First, estrogen is estrogen. Whether it's isolated from soy-beans, wild yams, or horse's urine, it's the same molecule; the source is irrelevant. The only thing that matters is the molecular structure of the final product. “The implication is that [bioidentical hormones are] something better and something different,” said Lauren Streicher, an assistant professor of obstetrics and gynecology at Northwestern University's Feinberg School of Medicine, in Chicago. “Chemically, the structure is exactly the same [as] the FDA products.” “Now, repeat after me,” wrote McGill's Joe Schwarcz. “‘The properties of a substance depend on molecular structure, not ancestry. When it comes to assessing effectiveness and safety, whether the substance is synthetic or natural is totally irrelevant.'”

Second, the distinction between Big Pharma and small compounding pharmacies, while appealing to the public, is misleading. “They [bioidentical and conventional hormones] are primarily all made at the same factory in Germany,” says Streicher. “There's a couple [of large factories] in the United
States.

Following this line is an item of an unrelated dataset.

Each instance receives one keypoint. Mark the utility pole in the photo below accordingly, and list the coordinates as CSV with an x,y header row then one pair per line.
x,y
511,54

They're the ones that synthesize it from plants and then send it to [small] compounding pharmacies
and
to the major pharmaceutical companies.”

If bioidentical and conventional hormones are the same products made in the same place, then they probably carry the same risks. “The big marketing approach of the bioidentical industry is that you can have your cake and eat it,” says Wulf Utian, a professor of obstetrics and gynecology at Case Western University. “That these products are not like those made by pharmaceutical companies. They have all the benefits, but they carry none of the risks. And if you believe in that, you believe in the Tooth Fairy.”

The difference between bioidentical and conventional hormones isn't that one is natural and the other isn't. Or that one is safe and the other isn't. It's that one is the product of an unsupervised industry and the other isn't. “There's this sense that they're not dangerous,” says Streicher, “that people don't have to be monitored. I think they should be regulated so we know the quality that you're getting.” Streicher has reason for concern. In 2001, the FDA analyzed twenty-nine products from twelve compounding pharmacies and found that 34 percent failed standard quality or potency tests. For these reasons, agencies responsible for the public's health haven't embraced the bioidentical hormone revolution. The American College of Obstetricians and Gynecologists, the American Association of Clinical Endocrinologists, the American Medical Association, the American Cancer Society, the Mayo Clinic, and the FDA have all issued statements asserting that bioidentical hormones are probably as risky as their conventional counterparts.